I found this last year, two miles in up on a ridge during the muzzleloader.
I think it’s peanuts, the bear got into a campers stash And made off with their goods.


----------



## Kevin D (Sep 15, 2007)

Acorn shells?


----------



## taxidermist (Sep 11, 2007)

Pistachios?


----------



## MooseMeat (Dec 27, 2017)

Tracer corn!


----------



## Fowlmouth (Oct 4, 2008)

Betos Burrito Supreme!


----------



## Ray (May 10, 2018)

Honestly, all of these answers are acceptable but there can only be one winner, it was most definitely betos 😂


----------



## DallanC (Jan 13, 2009)

I have a old doe that sneaks in my back yard to eat the grape leaves... she leaves big turds like that.

-DallanC


----------



## AF CYN (Mar 19, 2009)

Those really do look like peanuts!


----------



## KineKilla (Jan 28, 2011)

I didn't think anyone would find that! 

Sent from my SM-N976U using Tapatalk


----------



## Fowlmouth (Oct 4, 2008)

It would be concerning if there was toilet paper on the ground by it.


----------



## Critter (Mar 20, 2010)

Fowlmouth said:


> It would be concerning if there was toilet paper on the ground by it.

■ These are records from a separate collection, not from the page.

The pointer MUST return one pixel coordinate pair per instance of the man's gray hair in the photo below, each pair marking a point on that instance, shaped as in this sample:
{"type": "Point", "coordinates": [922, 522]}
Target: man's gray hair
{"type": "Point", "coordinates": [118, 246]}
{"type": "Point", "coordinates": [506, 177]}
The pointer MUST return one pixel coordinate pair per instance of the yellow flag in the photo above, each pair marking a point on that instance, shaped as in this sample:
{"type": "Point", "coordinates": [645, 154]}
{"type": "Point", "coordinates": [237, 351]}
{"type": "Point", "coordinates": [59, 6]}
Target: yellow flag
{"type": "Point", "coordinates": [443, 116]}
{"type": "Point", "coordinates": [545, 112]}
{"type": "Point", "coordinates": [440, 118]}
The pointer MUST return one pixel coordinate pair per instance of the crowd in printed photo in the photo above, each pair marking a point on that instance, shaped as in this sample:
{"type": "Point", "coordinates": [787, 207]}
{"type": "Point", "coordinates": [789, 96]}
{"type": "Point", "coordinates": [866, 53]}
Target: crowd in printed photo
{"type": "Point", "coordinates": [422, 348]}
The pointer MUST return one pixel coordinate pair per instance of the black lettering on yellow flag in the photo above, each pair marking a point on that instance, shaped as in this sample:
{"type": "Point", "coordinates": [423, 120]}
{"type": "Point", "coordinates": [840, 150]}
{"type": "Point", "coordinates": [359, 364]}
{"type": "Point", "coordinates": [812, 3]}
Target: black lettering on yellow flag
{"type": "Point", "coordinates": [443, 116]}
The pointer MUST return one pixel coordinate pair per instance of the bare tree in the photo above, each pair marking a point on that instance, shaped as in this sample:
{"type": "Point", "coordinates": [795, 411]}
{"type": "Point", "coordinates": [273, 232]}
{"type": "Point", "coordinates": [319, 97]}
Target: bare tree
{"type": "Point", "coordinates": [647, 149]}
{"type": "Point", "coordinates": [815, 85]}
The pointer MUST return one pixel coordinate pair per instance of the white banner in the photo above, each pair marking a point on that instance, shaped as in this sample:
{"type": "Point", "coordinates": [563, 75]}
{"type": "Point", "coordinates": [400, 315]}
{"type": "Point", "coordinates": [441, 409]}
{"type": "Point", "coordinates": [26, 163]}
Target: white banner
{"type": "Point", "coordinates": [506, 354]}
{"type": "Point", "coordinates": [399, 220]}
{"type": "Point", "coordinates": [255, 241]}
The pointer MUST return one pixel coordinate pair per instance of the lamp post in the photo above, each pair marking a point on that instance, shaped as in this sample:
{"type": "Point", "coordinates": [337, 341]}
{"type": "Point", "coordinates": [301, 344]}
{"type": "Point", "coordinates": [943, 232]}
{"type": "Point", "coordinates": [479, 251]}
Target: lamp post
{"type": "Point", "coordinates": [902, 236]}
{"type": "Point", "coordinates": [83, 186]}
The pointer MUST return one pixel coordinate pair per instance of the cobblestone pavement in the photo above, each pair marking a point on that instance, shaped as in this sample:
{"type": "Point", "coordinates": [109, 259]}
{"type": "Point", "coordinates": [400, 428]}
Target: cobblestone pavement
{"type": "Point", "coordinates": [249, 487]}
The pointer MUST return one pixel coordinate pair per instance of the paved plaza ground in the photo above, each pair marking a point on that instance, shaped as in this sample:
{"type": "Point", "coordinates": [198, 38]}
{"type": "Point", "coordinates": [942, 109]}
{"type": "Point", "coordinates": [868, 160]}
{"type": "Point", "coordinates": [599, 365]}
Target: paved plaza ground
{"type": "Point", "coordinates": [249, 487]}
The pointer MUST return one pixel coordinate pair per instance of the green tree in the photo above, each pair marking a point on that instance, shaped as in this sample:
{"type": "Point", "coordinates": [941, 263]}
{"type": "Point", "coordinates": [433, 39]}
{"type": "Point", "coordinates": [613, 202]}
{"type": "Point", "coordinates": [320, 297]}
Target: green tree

TP just blows away into the next camp

Sent from my SM-A426U using Tapatalk


----------



## Ray (May 10, 2018)

Critter said:


> TP just blows away into the next camp
> 
> Sent from my SM-A426U using Tapatalk


that’s why I always place mine strategically 😎


----------



## caddis8 (Sep 10, 2007)

Choke cherries or some berry would be my guess.


----------



## bowgy (Oct 10, 2007)

A taste test would confirm peanuts, let us know how that goes


----------



## Ray (May 10, 2018)

bowgy said:


> A taste test would confirm peanuts, let us know how that goes


way ahead of ya, it was indeed, peanuts.


----------



## 2:22 (Jan 31, 2013)

Pine nuts is my guess


----------



## taxidermist (Sep 11, 2007)

Ray said:


> way ahead of ya, it was indeed, peanuts.


I was wondering if there was a correct answer to your question. Good to know that the 10 cases of P-Nut Butter I have for mixing up bait this fall won't go to waste.


----------